Triggered by EM Tools 1.6 PR #28 (PostgreSQL/PostGIS backend for pyArchInit imports, Enzo Cocca) and the Sub-3 reverse-export work that will follow on the same umbrella issue #27. Now that connecting to *live* archaeological databases is one click away, the bottleneck moves to the *mapping JSONs* that describe how to translate each project's source schema into EM graph nodes. Today those mappings ship as a tiny built-in set inside s3dgraphy (pyarchinit_us_table, pyarchinit_uss_table, pyarchinit_us_update, EMdb variants, generic Excel) — the long tail (regional pyArchInit forks, custom QGIS layouts, lab-specific Excel templates) lives in private folders. The registry turns that long tail into a discoverable, citable, peer-reviewable artifact. Dependencies and alignments: (a) DP-57 Zenodo automation — the registry mirrors accepted mappings to Zenodo for citation and FAIR archival. (b) DP-59 ORCID identity — verified-author badge, anonymous fallback always allowed. (c) DP-08 Subjectivity Project / DP-09 Vocabulary Project — the mapping JSONs are the place where vocabulary alignment between EM and external schemas becomes machine-readable; the registry is the natural place to surface alignment statistics across mappings.
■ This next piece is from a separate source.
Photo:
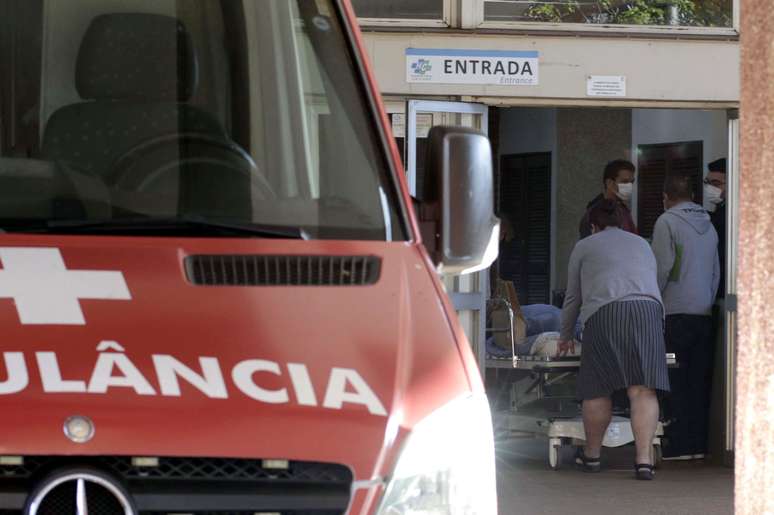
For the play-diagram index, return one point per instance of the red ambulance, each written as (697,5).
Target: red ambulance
(214,295)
Open decisions (call out in conversation when this DP is reviewed): (1) subdomain — proposing `mappings.extendedmatrix.org`; alternatives `registry.extendedmatrix.org` (broader, could also host yEd palettes / XLSX templates / s3dgraphy plugins later) or `bridge.extendedmatrix.org` (since mappings *bridge* external data into EM). (2) hosting — GitHub Pages with custom domain (zero-cost, mirrors the main site flow) vs. SSR on Cloudflare Pages (allows server-side mapping validation as a paid feature for unverified PRs). (3) PR review policy — auto-merge after CI passes vs. one maintainer ack required vs. ORCID-verified author only. (4) builder embed — single-page Astro island vs. separate static page. Recommendation: start with GitHub-as-registry + static cards site + embedded builder (Option B in the body) before considering anything heavier.